Why? Because improvements in fuel economy effectively make fuel less expensive, and when costs fall, demand tends to rise. As driving has grown cheaper in recent decades, people have done more of it – choosing to drive to work instead of taking the bus, for example, or buying a second car, or moving to a house with a longer commute, or sending the kids to college with cars of their own. Between 1983 and 2001, data from the Energy Information Administration show, the number of annual vehicle-miles driven by the average American household rose from 16,800 vehicle-miles to more than 23,000.
And…
This counterintuitive phenomenon – greater efficiency leads to greater consumption – is sometimes called the Jevons Paradox, after the 19th-century mathematician who first articulated it. In his 1865 book, "The Coal Question," Jevons explained that more efficient use of coal would increase the demand for coal. "It is a confusion of ideas to suppose that the economical use of fuel is equivalent to a diminished consumption," he wrote. "The very contrary is the truth."
Does this mean you shouldn’t drive a more fuel-efficient automobile? Not at all: If you crave better mileage or you want to make an environmental statement or you think a hybrid can save you money, by all means get a more efficient car. Just don’t expect to see fuel consumption decrease. New technology is often wondrous, but that’s one miracle it can’t perform.

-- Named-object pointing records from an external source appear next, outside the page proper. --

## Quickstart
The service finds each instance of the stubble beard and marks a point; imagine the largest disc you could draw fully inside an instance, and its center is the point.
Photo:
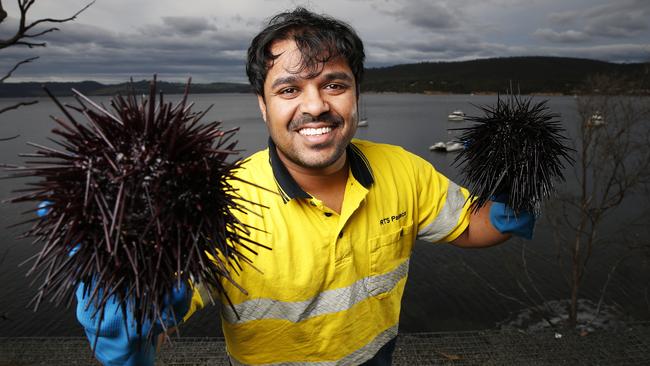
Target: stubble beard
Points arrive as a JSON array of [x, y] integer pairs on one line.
[[299, 158]]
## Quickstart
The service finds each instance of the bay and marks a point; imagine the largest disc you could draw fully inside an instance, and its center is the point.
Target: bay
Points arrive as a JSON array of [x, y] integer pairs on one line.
[[448, 288]]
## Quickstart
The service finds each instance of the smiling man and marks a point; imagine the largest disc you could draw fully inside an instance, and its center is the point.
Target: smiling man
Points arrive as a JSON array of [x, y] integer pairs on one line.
[[341, 214]]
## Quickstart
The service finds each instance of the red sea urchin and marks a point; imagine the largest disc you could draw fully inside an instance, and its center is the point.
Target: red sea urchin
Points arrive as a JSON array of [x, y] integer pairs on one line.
[[514, 150], [138, 200]]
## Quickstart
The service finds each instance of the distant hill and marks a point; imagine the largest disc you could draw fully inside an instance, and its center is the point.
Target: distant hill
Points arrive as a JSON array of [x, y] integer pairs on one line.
[[554, 75], [531, 74], [35, 89]]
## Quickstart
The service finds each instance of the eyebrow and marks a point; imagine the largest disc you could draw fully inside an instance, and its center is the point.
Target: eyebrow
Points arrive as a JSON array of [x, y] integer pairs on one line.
[[292, 79]]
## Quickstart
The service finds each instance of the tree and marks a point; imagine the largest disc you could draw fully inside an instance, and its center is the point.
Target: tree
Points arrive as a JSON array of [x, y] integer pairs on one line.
[[26, 35], [612, 166]]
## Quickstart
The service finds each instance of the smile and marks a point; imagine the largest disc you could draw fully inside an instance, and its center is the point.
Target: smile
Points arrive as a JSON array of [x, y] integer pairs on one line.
[[314, 131]]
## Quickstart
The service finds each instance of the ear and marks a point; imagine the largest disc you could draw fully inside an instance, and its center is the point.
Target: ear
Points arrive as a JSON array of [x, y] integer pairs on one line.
[[262, 104]]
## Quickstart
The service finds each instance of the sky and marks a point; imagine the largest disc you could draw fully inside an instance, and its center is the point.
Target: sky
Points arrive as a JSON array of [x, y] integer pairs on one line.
[[115, 40]]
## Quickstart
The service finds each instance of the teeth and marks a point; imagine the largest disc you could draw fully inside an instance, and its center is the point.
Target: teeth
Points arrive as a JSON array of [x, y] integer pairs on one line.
[[314, 131]]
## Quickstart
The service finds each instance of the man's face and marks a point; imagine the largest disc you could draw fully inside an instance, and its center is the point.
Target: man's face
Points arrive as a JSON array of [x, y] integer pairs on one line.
[[311, 120]]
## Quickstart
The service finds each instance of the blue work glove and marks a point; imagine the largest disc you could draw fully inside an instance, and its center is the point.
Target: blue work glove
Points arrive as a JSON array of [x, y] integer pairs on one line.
[[117, 340], [503, 219]]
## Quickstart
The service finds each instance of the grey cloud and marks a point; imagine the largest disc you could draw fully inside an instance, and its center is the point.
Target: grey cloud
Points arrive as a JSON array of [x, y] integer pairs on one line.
[[180, 26], [453, 48], [620, 19], [188, 48], [424, 14], [564, 18], [568, 36]]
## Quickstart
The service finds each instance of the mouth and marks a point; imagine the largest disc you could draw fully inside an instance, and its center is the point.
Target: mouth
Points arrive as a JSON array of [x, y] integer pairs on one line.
[[314, 131]]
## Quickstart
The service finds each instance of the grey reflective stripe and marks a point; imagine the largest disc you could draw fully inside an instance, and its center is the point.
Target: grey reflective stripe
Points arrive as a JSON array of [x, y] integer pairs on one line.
[[359, 356], [447, 218], [326, 302]]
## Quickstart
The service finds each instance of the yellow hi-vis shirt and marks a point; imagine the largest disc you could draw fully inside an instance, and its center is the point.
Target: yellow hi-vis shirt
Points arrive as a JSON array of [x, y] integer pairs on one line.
[[330, 290]]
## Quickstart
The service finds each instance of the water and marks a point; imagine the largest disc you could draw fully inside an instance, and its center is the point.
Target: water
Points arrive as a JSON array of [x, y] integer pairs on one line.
[[448, 288]]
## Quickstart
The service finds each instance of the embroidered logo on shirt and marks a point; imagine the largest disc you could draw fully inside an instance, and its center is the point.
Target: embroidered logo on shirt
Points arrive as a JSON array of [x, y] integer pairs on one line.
[[387, 220]]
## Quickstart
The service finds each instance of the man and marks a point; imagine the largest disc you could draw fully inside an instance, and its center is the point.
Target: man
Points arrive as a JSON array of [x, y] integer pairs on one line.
[[342, 215]]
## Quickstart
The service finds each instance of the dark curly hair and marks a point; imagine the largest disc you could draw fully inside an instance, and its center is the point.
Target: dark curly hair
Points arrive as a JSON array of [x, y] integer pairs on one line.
[[319, 38]]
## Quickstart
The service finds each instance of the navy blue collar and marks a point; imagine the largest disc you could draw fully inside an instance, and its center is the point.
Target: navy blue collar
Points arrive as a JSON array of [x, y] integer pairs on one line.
[[289, 189]]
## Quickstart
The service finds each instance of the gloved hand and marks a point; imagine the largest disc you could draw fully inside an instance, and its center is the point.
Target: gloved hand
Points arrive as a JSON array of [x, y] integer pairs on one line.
[[117, 340], [503, 218]]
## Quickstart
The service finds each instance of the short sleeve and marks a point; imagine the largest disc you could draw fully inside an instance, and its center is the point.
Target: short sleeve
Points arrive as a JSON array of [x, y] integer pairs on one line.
[[444, 206]]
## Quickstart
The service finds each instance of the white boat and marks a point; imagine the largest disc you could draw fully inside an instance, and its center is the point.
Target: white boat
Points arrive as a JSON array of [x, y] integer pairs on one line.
[[363, 118], [449, 146], [456, 116], [596, 120]]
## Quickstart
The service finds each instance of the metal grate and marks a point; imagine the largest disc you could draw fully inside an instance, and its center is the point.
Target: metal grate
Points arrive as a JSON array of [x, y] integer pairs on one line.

Well, of course cheaper fuel increases demand. But Jacoby leaves out a major factor in the demand increase in the United States.
Note this:
…Congress enacted the Corporate Average Fuel Economy (CAFE) standards in 1975, following the Arab oil embargo. At the time, US oil imports amounted to a little more than one-third of consumption. Today we import two-thirds. After more than three decades of CAFE standards, heightened environmental awareness, and steady improvements in fuel efficiency and engine technology, America’s demand for oil is greater than ever. In 1975, highway fuel consumption amounted to 109 billion gallons, according to the Federal Highway Administration. By 2006 it had climbed to 175 billion.
What Jacoby conveniently doesn’t mention in his columns is that the population of the United States since 1975 has increased by about 100,000,000 people(that’s one hundred million for the numerical illiterates). But of course that had nothing to do with increasing demand, did it, Jacoby? Three hundred million people use a hell of a lot more oil than two hundred million. That fact seems to have escaped Jacoby.
If the population had remained stable across this period at about two hundred million, and truly efficient autos had been put fully into play, yes, demand would likely have increased as people a) drove somewhat more and b) new uses were found for oil. But Jacoby chalks up the entire increase in demand to the outdated and pretty much ignored CAFE standards of 1975 and to increased fuel efficiency.
In fact it’s not unlikely that had the government insisted on highly fuel efficient vehicles back then (when the rest of the world was already way ahead of American auto manufacturers in that regard) we might have had considerably lower demand across the decades since 1975, despite the growth of population and technology.
Let’s us all pause a moment to reflect on President Ronnie Raygun ordering that the solar panels be ripped off the roof of the White House in a fit of Republican Conservatism. He also ended the tax credits President Carter had created to encourage the use of solar energy. Reagan thus crippled the solar energy industry for decades. Reagan’s actions resulted from the sort of thinking that Jacoby apparently admires. The United States and the world are today paying a horrible price for what Conservative Republicans… oh, hell, any Republican… call ‘thinking’.
Jacoby’s agenda is typically Conservative. Let’s not change anything, let’s ignore science and evidence, let’s ignore inconvenient facts, and let’s go back to the good old days when white men ruled, greed was good, and everybody knew their place, and nothing would ever change, and God would save the world for rich white people.
Yes, and let’s bring back hand-pumped fire wagons to save our homes and cities from the flames. The Lion is sure that Jacoby will be only too happy to volunteer.